Court throws out benefit cuts appeal

Campaigners vowed to keep on fighting yesterday after the Court of Appeal upheld the legality of the government's vicious benefits cuts.

Dismayed activists rallied outside the Royal Courts of Justice as judges decided that the hated bedroom tax and benefit cap were not unlawful.

Opponents of the draconian cuts have said they are pushing people to "breaking point," while Christian leaders warned that they were forcing thousands of people to use food banks.

But Master of the Rolls Lord Dyson rejected a two-pronged legal challenge yesterday, saying the court could only intervene if the measures "were manifestly without reasonable foundation."

That test was not satisfied, he said, and therefore both challenges must fail.

The bedroom tax, introduced in April last year, slashes housing benefits to tenants in social housing for "under-occupancy."

Those deemed to have one bedroom spare see payments cut by 14 per cent while those with two or more spare rooms have 25 per cent of their housing benefit cut.

Campaigners say the regulations have had a "devastating" impact on many people by imposing an "excessive and unfair burden" and fail to reflect the requirements of disabled people.

In the benefit cap case, it was argued that the policy is having a particularly harsh impact on women fleeing domestic violence - and their children - threatening to trap them in abusive relationships.

The case was brought by two lone parents forced into temporary accommodation in London, and one each of their children.

Lawyers for disabled people affected by the spare bedroom policy said they were "baffled" by yesterday's ruling as it fails to provide legal protection for people with disabilities.

National Housing Federation policy head Kevin Williamson said: "Disabled people across the country are being forced to cut back on food and heating to pay the bedroom tax.

"The government said discretionary housing payments would protect them but one in three disabled people who applied for it were turned down.

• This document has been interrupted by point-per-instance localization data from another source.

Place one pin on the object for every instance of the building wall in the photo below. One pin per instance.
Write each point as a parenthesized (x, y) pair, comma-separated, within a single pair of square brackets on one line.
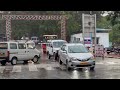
[(103, 38)]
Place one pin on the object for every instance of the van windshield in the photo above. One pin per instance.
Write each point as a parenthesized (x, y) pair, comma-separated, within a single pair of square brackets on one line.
[(3, 46), (58, 44), (77, 49)]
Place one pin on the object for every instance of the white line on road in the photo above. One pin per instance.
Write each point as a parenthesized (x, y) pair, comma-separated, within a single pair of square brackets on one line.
[(16, 69), (99, 63), (32, 67), (2, 69), (111, 63)]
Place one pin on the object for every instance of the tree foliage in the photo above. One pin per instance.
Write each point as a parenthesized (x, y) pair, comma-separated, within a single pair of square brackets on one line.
[(38, 28)]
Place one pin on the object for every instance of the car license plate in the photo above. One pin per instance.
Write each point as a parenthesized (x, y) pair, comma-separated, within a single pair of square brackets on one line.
[(83, 63)]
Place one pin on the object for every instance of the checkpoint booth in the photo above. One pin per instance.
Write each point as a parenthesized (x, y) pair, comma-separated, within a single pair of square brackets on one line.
[(99, 51)]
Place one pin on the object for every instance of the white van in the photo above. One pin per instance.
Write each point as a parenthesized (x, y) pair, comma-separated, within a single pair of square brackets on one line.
[(18, 51), (35, 39), (53, 48)]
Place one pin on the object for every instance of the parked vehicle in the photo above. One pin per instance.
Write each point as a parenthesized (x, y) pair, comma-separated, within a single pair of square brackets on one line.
[(110, 49), (76, 56), (14, 51), (35, 39), (53, 48)]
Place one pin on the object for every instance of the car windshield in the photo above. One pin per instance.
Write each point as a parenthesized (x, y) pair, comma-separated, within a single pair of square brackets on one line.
[(3, 46), (58, 44), (77, 49)]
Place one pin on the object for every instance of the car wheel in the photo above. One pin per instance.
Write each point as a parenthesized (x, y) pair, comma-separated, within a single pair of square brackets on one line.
[(67, 66), (26, 62), (14, 61), (92, 68), (3, 62), (35, 59)]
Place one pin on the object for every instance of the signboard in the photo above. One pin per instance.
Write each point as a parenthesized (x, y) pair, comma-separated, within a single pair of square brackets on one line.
[(89, 26), (99, 50)]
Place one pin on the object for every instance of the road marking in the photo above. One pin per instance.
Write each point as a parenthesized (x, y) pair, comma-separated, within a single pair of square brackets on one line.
[(16, 69), (110, 62), (32, 67), (2, 69), (47, 65), (99, 63)]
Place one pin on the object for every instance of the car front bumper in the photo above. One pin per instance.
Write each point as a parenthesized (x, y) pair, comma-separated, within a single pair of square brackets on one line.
[(81, 64)]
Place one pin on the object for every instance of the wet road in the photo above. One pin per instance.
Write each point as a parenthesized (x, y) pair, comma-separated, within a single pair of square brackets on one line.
[(50, 69), (108, 68)]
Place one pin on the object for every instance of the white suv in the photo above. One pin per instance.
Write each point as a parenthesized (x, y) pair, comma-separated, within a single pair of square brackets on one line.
[(53, 48), (13, 51), (76, 56)]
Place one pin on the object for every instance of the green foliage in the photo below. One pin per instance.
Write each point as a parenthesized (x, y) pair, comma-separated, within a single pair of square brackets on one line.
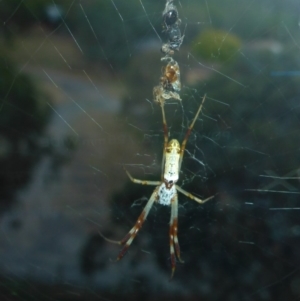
[(216, 45), (23, 117)]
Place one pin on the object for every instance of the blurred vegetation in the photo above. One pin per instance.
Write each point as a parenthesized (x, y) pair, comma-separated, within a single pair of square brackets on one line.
[(216, 45), (24, 115)]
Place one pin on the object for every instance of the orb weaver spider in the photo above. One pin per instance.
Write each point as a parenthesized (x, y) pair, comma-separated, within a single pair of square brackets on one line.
[(165, 192)]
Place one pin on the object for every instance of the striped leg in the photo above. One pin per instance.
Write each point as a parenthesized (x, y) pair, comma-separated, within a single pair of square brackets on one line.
[(187, 135), (174, 244), (130, 236)]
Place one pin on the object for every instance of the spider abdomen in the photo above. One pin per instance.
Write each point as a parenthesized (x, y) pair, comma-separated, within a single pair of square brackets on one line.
[(165, 194), (172, 162)]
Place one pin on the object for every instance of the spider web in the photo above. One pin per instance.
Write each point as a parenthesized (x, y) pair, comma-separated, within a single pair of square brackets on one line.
[(95, 64)]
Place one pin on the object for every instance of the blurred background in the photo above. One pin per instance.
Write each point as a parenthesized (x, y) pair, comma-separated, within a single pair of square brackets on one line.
[(76, 80)]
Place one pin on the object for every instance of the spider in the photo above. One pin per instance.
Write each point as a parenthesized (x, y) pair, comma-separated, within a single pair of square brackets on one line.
[(171, 76), (165, 192)]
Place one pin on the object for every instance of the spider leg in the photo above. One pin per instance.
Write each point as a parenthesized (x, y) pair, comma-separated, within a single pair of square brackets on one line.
[(174, 244), (143, 182), (189, 195), (129, 237), (183, 144)]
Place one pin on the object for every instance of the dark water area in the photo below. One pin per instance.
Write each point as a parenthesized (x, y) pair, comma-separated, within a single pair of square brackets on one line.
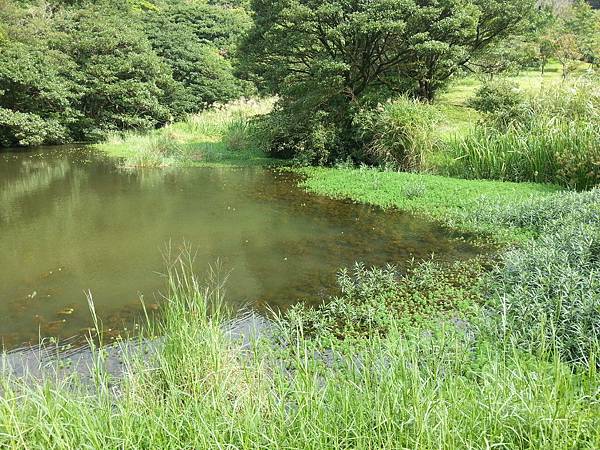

"This judgement does not change the fact that the bedroom tax is a flawed and unfair policy that won't achieve what the government hopes it will.

"The only fair solution is to scrap the bedroom tax now."

Lawyers for the lone parents warned that the cap not only has "devastating consequences for individual children but serious financial costs as the fallout impacts on other public services" including education and the justice system.